The city of Toledo took its first court action yesterday to force a registered sex offender living within 1,000 feet of a school to move.
Eugene Parra, 46, of 4219 Garden Park Rd. was convicted in 1986 of raping a girl.
He spent six years in prison and was classified as a sexually oriented offender.
Since that time, he has followed the rules to register with the local sheriff once a year or whenever he moves, according to the Lucas County sheriff's office.
This spring, Parra purchased a two-story home within 1,000 feet of Longfellow Elementary School, 4112 Jackman Rd. near Garden Park Road.
But a new state law empowers city law directors and county prosecutors, among others, to seek a judge's order that would force sex offenders living within 1,000 feet of a school to move.
The law is being challenged by the American Civil Liberties Union and by the Cincinnati-based Prison Reform Advocacy Center.
Nevertheless, the city of Toledo yesterday sought a permanent injunction that would force Parra to move and prohibit him from relocating within 1,000 feet of any other school.
"We have an obligation to the public to enforce the laws of the state of Ohio," said Samuel Nugent, an attorney with Toledo's law department. "We'd be remiss in our responsibilities if we didn't follow through."
It may just be the first of many such requests.
About 245 of Lucas County's more than 600 registered sex offenders live within 1,000 feet of a school in the city of Toledo, said city prosecutor John Madigan.

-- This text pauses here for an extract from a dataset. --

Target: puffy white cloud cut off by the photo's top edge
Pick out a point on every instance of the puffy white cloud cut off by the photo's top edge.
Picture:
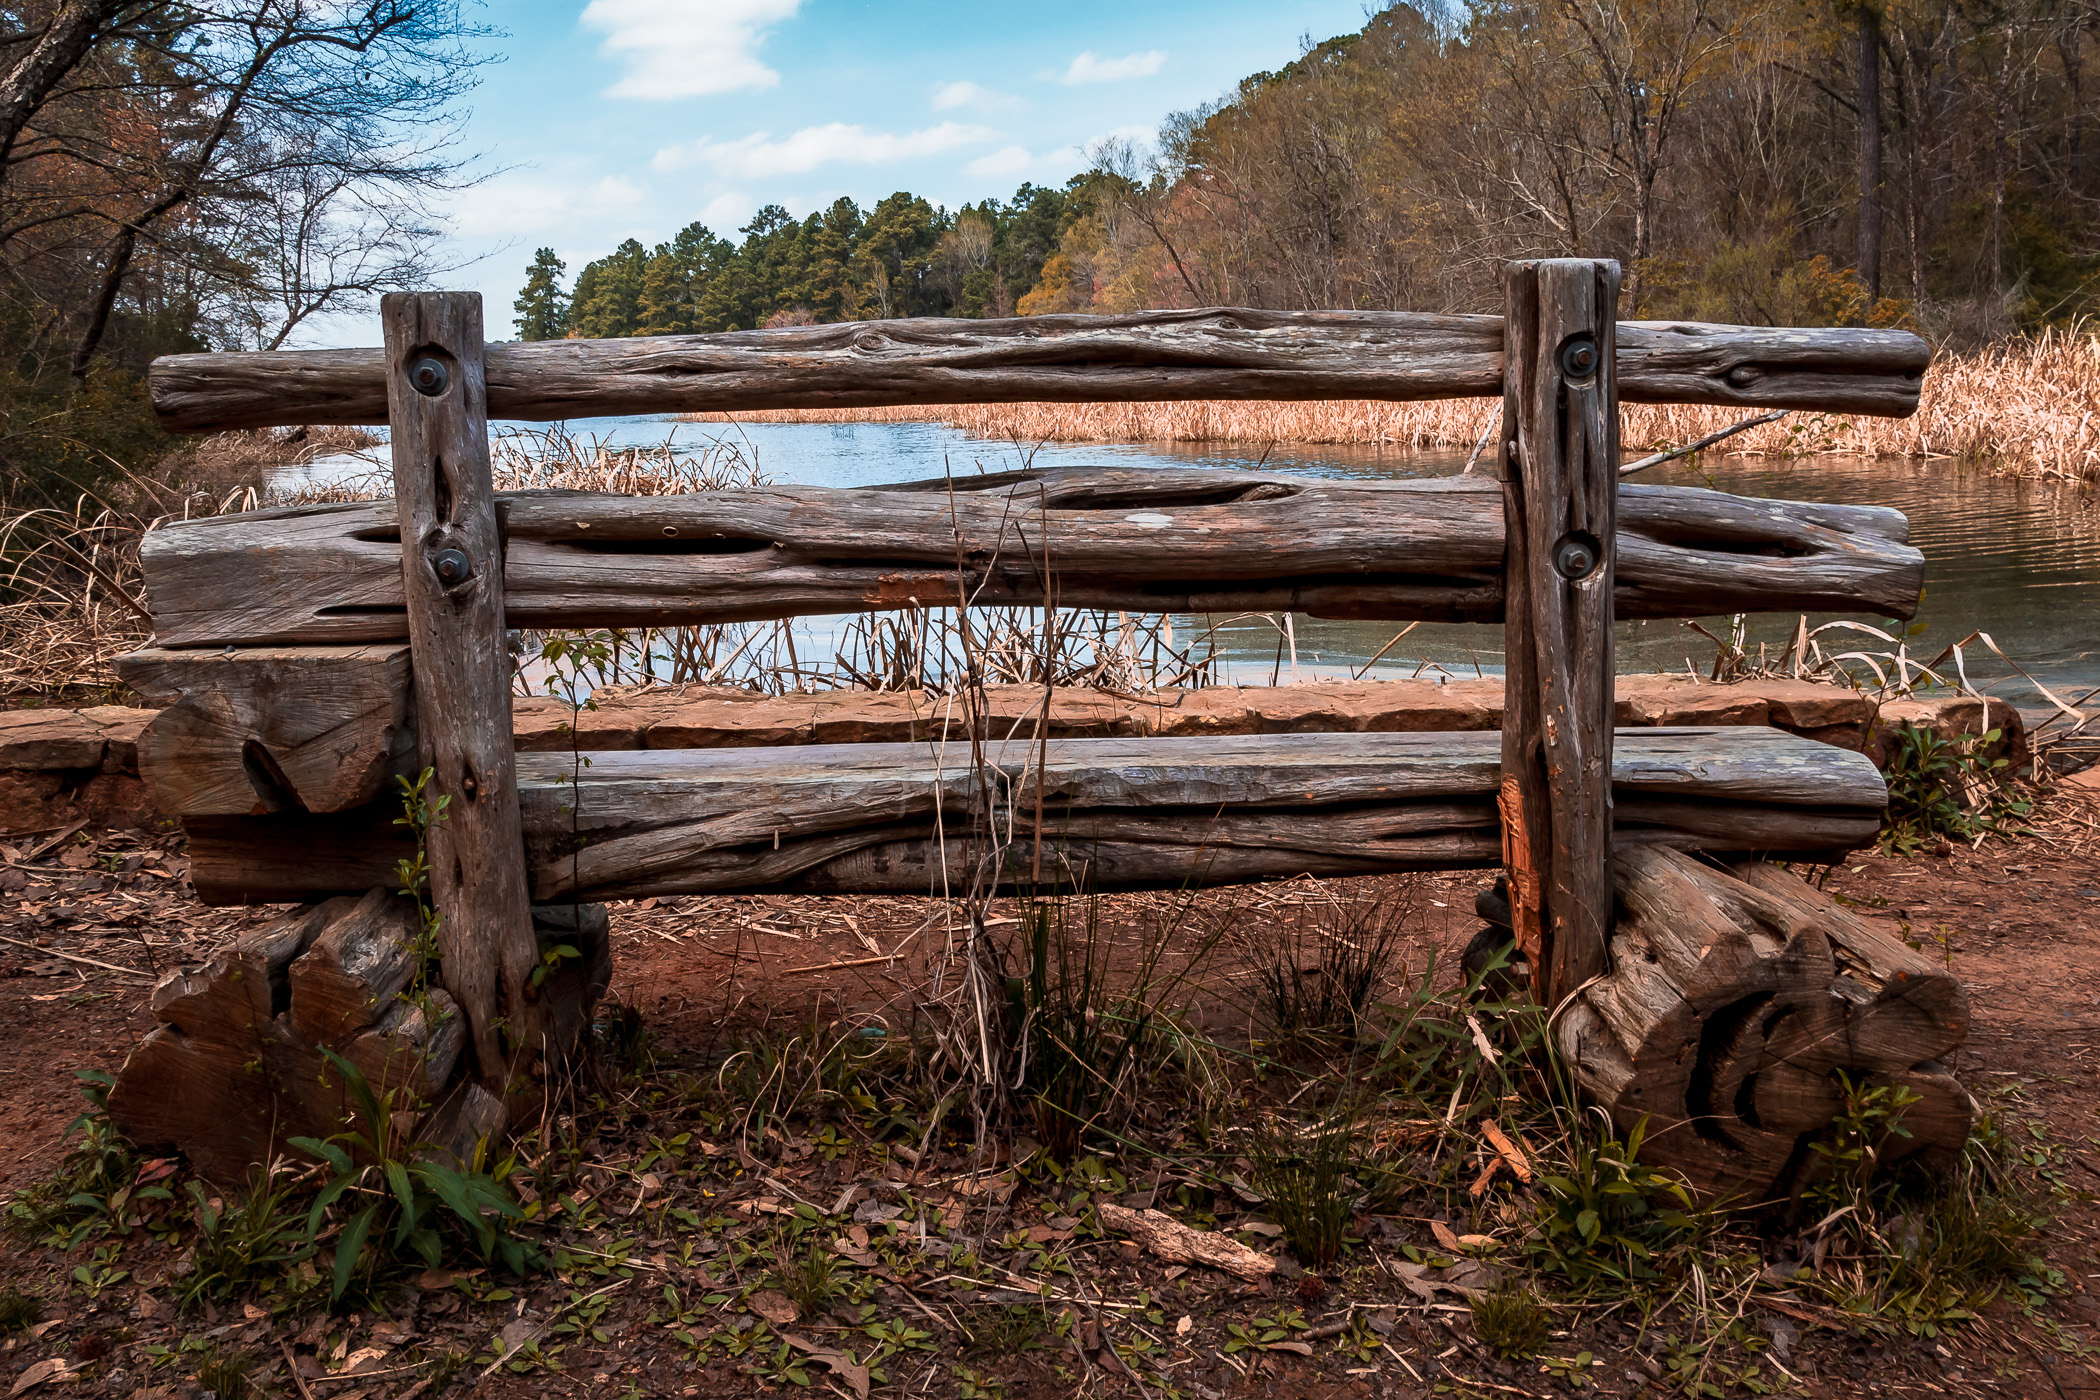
(688, 47)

Parra, taking a minute from fixing dinner at his home last night, said he was surprised at the court filing.
He said he called the Lucas County prosecutor's office in May to inquire about the 1,000-foot rule and how it might impact his living at the two-story home he and his wife were considering buying.
"Before we put in an offer, we called the prosecutor's office," he said, adding that he spoke to a woman whose name he doesn't remember.
"I asked about the distance, and she said 'What school?' She kept me on the line for a minute and then she said, 'You should be OK,' " he said.
Parra said he'll fight the injunction request. He noted that he has served his sentence and successfully completed parole and counseling.
He found a job in construction, got married earlier this year, and purchased his first home.
"I expect to be left alone," he said.